対中包囲網への韓国の参加が愚策でしかない訳

自衛隊による中国への攻撃は、行き過ぎとして、実質的にアメリカにとことん寄り添うという姿勢を示すだけで、私は“参戦”を意味し、それは日米同盟・日米安保条約の維持には十分であると考えています。それも、何ら声明などは発すことなく。ここでアメリカ支持の旨、声明を発してしまうと、中国の格好の的になりかねません。

その現状を汲んででしょうか。
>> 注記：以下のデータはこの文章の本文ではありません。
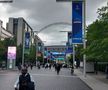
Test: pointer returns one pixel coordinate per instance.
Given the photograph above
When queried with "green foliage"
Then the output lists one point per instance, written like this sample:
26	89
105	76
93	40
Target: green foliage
97	37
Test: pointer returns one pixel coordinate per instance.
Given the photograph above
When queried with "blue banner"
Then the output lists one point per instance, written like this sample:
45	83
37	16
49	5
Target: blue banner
77	22
69	38
69	50
27	40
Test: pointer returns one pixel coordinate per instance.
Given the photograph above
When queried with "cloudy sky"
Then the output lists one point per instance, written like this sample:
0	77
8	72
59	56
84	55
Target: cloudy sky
40	13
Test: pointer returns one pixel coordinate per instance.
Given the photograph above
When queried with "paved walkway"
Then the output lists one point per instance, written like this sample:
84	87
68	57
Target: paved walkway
96	82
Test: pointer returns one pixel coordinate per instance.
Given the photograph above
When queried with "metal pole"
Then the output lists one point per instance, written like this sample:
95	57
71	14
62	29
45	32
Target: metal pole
84	56
73	54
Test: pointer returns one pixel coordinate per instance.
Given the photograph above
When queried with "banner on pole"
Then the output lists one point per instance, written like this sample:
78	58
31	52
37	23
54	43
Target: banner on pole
27	40
77	9
69	39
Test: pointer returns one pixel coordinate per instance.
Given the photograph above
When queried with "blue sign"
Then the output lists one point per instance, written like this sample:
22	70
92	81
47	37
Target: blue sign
69	50
27	40
69	38
77	22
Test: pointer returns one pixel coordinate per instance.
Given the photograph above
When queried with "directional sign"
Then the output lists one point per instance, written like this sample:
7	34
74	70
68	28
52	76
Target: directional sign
6	1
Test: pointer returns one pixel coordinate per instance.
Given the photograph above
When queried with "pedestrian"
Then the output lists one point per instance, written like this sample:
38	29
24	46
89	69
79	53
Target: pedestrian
106	71
25	81
58	67
31	66
50	66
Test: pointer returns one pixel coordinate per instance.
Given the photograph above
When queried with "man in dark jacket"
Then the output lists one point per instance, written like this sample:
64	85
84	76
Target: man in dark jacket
24	81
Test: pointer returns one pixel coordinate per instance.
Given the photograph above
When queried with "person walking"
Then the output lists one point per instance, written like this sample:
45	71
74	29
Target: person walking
25	81
58	67
31	66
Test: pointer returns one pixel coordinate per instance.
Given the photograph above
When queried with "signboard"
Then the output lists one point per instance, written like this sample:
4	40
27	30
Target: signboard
6	1
69	50
27	40
62	0
11	53
77	22
69	38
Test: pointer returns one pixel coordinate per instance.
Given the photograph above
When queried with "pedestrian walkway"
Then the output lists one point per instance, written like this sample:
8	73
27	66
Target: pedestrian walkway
96	82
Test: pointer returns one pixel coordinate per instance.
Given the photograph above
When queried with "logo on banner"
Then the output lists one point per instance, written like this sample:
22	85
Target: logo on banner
27	40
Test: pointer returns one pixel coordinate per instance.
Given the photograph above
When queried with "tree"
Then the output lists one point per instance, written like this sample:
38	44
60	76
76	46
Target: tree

日本の外交・安全保障上のジレンマを軽減するために重視されるのが、QUAD(日米豪印)体制でしょう。

目的は対中包囲網の強化ですが、QUADの一員として中国に対峙することで、日本への直接的な攻撃と非難は避けることが出来るでしょうし、QUAD内での役割分担をすることで、直接的な軍事介入に至らないポイントでぎりぎりとどまることが出来るかもしれません。

特に、最近、このQUADにカナダが参加を検討し、そこにインド太平洋戦略をレベルアップする英・独・仏も輪に加わる方向で動いていますので、インド太平洋地域での対中包囲網の結束は高まり、それが、懸念される中国による台湾攻撃という、全面対立のトリガーを未然に防ぐ抑止力となるのではないかと考えます。

もし、お読みいただいている皆さんが、ここまでのシナリオに賛成いただいているとした場合に出てくる意見に、「では、対中包囲網の強化のために韓国をQUADに加えてはどうか」というものが出るかもしれません。

ぱっと見はそう思えるのですが、結論から申し上げますと、対中包囲網への韓国の参加は、包囲網の結束を破壊しかねない愚策だと私は考えます。

なぜか?

韓国の外交姿勢を見れば一目瞭然ですが、すでに韓国は日米から愛想をつかされた時点で中国主導のRed Teamの構成員になっており、表現は不適切かと思いますが、中国の支配下に置かれています。

ゆえに、韓国政府はもう中国からの独立は一切企図していないと思われます。

そうであれば、もし韓国がQUAD(対中包囲網)に参加した場合、対中牽制策に対してはことごとくNOを突き付け、対中行動を無力化してしまうことになります。

つまり包囲網は脆くなり、中国による台湾攻撃の抑止力が失われ、結果、台湾を舞台に二大陣営がぶつかることになってしまいます。

米韓首脳会談後、韓国政府が勝ち誇ったかのように成果をアピールしていましたが、バイデン政権はすでに韓国はアメリカの側にいないことを重々承知しているようです。

先日も触れましたが、米韓首脳会談はバイデン政権による文政権への釘差しと最後通牒と思われ、トランプ政権で外交方針化した韓国の切り捨てがいよいよ本格化する最終段階にあると思われます。

日本政府および同盟国としては、このような“現実”を踏まえたうえで、中国への対処を考える必要があります。